ROCKPORT, Maine — After dealing with an influx of patients needing emergency medical care while under the influence of the synthetic drug bath salts, Pen Bay Medical Center has arranged to transfer the potentially dangerous cases to Eastern Maine Medical Center in Bangor.

The move could save the hospital more than $30,000 a month by eliminating some security precautions.

Bath salts have been found to make users paranoid and violent. In one instance in late October, the small Rockport hospital had $30,000 in damage after a teenager on bath salts went on a rampage inside the special care unit at the hospital.

After that incident, the hospital began taking additional security measures to handle similar patients. Pen Bay arranged at a cost of about $33,000 a month to have a local police officer at the hospital at all times. The police presence likely will be maintained at the hospital until January, according to Megan Williams, Pen Bay Medical Center’s spokesperson. Williams added, however, that the security cost was not sustainable.

Instead, the hospital has reached an agreement with EMMC to transfer Rockport patients high on bath salts to Bangor.
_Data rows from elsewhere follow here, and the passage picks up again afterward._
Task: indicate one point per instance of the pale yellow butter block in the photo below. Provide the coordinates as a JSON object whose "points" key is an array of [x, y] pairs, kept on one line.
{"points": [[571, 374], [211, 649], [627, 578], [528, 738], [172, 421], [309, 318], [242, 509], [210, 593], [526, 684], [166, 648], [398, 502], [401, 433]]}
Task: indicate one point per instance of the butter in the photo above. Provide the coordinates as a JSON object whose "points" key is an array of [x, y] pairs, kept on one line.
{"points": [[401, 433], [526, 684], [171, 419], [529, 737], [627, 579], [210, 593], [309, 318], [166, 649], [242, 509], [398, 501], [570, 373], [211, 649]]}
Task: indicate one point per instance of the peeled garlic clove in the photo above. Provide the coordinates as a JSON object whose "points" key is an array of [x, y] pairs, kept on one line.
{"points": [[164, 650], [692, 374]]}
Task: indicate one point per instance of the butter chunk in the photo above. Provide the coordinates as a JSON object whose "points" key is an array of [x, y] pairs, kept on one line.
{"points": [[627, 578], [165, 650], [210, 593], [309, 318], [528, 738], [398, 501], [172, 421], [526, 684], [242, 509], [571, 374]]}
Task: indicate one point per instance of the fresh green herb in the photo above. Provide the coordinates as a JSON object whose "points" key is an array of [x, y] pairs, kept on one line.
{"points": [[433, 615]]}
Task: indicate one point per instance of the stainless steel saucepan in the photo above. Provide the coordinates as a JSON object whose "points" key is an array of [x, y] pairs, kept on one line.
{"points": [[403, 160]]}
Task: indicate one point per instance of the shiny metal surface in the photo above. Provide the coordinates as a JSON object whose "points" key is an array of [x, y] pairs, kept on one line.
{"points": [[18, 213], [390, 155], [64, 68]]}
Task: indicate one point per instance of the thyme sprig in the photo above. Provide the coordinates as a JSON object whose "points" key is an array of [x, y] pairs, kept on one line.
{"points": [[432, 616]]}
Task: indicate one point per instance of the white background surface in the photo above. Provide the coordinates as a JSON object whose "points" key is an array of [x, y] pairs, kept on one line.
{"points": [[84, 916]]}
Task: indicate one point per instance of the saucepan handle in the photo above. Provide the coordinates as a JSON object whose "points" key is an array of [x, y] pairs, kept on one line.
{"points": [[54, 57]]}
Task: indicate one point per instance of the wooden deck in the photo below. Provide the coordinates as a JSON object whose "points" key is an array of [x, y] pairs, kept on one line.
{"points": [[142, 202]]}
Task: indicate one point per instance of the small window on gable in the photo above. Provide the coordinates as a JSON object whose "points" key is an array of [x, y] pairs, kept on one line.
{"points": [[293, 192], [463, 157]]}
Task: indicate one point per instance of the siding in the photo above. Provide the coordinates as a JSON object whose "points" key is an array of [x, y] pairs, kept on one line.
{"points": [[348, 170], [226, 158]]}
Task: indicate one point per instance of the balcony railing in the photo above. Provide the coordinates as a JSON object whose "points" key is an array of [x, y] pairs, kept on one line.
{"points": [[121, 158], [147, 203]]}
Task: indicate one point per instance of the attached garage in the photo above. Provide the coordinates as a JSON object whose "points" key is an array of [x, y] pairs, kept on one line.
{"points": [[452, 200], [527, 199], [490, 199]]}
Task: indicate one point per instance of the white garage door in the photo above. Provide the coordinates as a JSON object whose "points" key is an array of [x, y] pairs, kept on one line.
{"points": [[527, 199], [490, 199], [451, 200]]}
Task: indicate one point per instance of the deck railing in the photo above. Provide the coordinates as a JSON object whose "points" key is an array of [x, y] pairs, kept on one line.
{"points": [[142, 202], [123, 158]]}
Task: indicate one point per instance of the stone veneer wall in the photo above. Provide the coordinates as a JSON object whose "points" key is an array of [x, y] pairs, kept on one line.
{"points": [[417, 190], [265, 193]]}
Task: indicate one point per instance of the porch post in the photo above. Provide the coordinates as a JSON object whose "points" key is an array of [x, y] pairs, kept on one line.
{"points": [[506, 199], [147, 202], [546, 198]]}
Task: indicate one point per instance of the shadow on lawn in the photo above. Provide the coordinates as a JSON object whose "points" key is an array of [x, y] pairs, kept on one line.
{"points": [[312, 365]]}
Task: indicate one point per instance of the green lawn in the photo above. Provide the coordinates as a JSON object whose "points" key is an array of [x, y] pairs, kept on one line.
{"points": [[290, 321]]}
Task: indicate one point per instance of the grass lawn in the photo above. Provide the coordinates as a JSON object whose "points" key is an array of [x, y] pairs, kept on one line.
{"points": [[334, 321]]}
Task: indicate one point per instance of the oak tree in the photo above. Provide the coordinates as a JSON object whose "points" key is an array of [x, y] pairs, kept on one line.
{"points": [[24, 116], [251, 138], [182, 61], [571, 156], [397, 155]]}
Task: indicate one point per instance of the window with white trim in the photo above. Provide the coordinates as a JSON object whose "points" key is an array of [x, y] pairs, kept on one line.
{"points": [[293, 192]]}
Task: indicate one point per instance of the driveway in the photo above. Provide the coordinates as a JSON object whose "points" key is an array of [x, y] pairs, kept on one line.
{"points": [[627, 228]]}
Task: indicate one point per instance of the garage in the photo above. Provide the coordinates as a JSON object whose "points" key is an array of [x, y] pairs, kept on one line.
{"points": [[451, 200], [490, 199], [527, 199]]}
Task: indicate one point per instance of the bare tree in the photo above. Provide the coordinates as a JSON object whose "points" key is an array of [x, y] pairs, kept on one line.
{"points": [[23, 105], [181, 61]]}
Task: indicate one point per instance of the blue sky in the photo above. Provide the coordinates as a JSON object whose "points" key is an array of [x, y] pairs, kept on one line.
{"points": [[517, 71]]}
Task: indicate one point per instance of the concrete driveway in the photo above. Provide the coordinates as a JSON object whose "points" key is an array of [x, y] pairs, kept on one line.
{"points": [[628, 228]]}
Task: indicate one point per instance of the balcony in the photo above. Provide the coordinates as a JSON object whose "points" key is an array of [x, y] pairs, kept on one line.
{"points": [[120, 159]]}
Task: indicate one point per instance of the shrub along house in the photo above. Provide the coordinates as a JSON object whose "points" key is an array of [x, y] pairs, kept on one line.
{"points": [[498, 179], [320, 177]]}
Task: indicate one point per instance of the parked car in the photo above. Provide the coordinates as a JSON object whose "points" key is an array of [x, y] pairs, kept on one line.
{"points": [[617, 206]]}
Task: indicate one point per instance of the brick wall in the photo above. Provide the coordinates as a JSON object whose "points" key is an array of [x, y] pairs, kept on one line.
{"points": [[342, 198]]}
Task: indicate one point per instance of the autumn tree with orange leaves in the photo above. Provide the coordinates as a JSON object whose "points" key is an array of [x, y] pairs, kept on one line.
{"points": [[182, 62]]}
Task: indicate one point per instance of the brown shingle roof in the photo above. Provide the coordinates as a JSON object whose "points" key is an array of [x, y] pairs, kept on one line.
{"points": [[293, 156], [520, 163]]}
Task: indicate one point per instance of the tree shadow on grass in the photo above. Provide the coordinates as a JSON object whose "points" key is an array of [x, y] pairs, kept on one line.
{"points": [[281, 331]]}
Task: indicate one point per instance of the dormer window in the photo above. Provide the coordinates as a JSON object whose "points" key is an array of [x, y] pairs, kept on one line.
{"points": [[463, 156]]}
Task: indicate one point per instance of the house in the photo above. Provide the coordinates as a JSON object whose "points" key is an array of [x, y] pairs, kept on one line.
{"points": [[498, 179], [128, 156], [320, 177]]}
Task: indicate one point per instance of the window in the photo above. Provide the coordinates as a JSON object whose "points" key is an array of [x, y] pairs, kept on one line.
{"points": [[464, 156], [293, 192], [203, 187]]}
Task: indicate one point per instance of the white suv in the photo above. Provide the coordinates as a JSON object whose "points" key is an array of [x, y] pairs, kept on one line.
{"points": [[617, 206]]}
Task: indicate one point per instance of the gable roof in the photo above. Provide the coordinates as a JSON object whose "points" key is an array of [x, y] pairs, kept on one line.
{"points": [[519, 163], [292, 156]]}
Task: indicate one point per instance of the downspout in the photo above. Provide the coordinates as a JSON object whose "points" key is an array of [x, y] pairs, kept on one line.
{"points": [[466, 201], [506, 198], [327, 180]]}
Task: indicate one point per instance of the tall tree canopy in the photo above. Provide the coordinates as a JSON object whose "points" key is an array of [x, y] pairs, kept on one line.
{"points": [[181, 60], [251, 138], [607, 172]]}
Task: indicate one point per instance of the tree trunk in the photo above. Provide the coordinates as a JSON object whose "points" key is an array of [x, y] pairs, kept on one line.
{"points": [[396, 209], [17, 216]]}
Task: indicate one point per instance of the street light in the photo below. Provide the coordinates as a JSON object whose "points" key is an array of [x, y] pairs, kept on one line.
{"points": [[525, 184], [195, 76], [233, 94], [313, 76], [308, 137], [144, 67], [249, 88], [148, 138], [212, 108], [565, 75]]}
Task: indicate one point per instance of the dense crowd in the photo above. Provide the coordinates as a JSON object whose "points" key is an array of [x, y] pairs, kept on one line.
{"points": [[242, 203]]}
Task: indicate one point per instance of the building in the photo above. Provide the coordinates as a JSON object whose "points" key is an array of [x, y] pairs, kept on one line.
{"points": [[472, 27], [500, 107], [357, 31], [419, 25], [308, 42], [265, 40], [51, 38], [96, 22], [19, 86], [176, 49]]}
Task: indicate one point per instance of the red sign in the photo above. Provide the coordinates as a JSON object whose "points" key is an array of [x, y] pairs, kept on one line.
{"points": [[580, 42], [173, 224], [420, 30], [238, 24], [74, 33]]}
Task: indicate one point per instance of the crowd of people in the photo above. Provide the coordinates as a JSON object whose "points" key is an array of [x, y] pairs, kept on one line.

EMMC is much larger and has more resources to deal with these situations, Williams said in a press release issued Friday.

It’s not a formal, written type of agreement, according to EMMC. No money will change hands.

If any person is severely hurt or needs care that the 100-or-so-bed Rockport hospital can’t provide, EMMC will take that patient. The bath salts patient agreement is consistent with that philosophy, according to Jim Raczek, vice president and chief medical officer of EMMC. He said EMMC would do this for any hospital in Greater Bangor.

It’s unclear what impact, if any, the transfers will have on the Bangor emergency room, Raczek said.

Bangor is a bit of a haul. It will take an hour and a half to transport people from Pen Bay to EMMC. If the bath salts patient’s condition is severe enough, though, the trip will be worth it. A bath salts high can last “a significant number of hours,” Raczek said.

According to Raczek, bath salts can cause all sorts of damage to someone’s health. During a drug high, people can experience metabolic, pulmonary and circulatory system disfunction.

“When patients inject bath salts they need to be in a safe environment, often which a jail cannot provide,” Raczek said. “Anything that would require medical care could happen to them. They need to be monitored in case those things happen so we can intervene.”

People high on bath salts can harm themselves or others or cause a lot of damage. Hospitals can sedate the drug users so they can’t hurt anyone or wreak as much havoc.